Oil Roasted Cashew Nuts (1 Oz (18 Kernels))
Afternoon Snack
115 mg/dL
avg. peak value
Usually has a stable response
Avg. Food Score on Ultrahuman App
Ultrahuman Users got a STABLE response
How to consume oil roasted cashew nuts without glucose spikes
Portion Control
Limit the amount of oil-roasted cashew nuts you consume in one sitting to reduce the overall impact on your glucose levels.

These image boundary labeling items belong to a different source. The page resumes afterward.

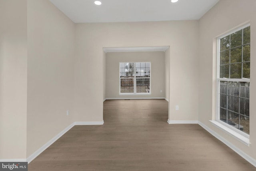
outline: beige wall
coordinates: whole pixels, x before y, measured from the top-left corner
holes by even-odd
[[[102,51],[103,60],[103,100],[106,99],[106,52]]]
[[[256,159],[256,1],[221,0],[200,20],[199,121]],[[250,142],[247,147],[209,121],[216,107],[216,38],[242,23],[251,24]]]
[[[75,121],[74,28],[49,1],[28,0],[27,157]]]
[[[165,99],[169,101],[170,96],[170,47],[165,51],[164,53],[164,74],[165,87]]]
[[[76,24],[78,120],[103,120],[102,48],[170,46],[170,119],[197,120],[198,28],[196,20]]]
[[[151,63],[151,94],[120,95],[119,62],[143,62]],[[164,52],[107,53],[106,69],[106,98],[165,97]]]
[[[0,159],[26,157],[26,9],[0,0]]]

Combine with Fiber-Rich Foods
Pair cashew nuts with foods high in fiber, such as lentils, chickpeas, or oats, to slow down digestion and glucose absorption.
Include Protein Sources
Eat the nuts with lean protein options like grilled chicken, tofu, or Greek yogurt to help balance the glucose response.
Add Healthy Fats
Incorporate foods like avocado, chia seeds, or flaxseeds to promote satiety and further moderate the glucose spike.
Stay Hydrated
Drink plenty of water before and after consuming cashew nuts to aid in digestion and help maintain stable glucose levels.
Time Your Meals Wisely
Avoid eating cashew nuts on an empty stomach. Instead, include them as part of a balanced meal or snack.
Exercise Moderately
Engage in light physical activity like a short walk after eating cashew nuts to help your body use up glucose more effectively.
Monitor and Adjust
Keep track of your body's response to cashew nuts and adjust portion sizes and pairings accordingly.
Alternative Nut Options
Consider choosing raw or dry-roasted cashew nuts without added oils, as they may have a less pronounced impact on glucose levels.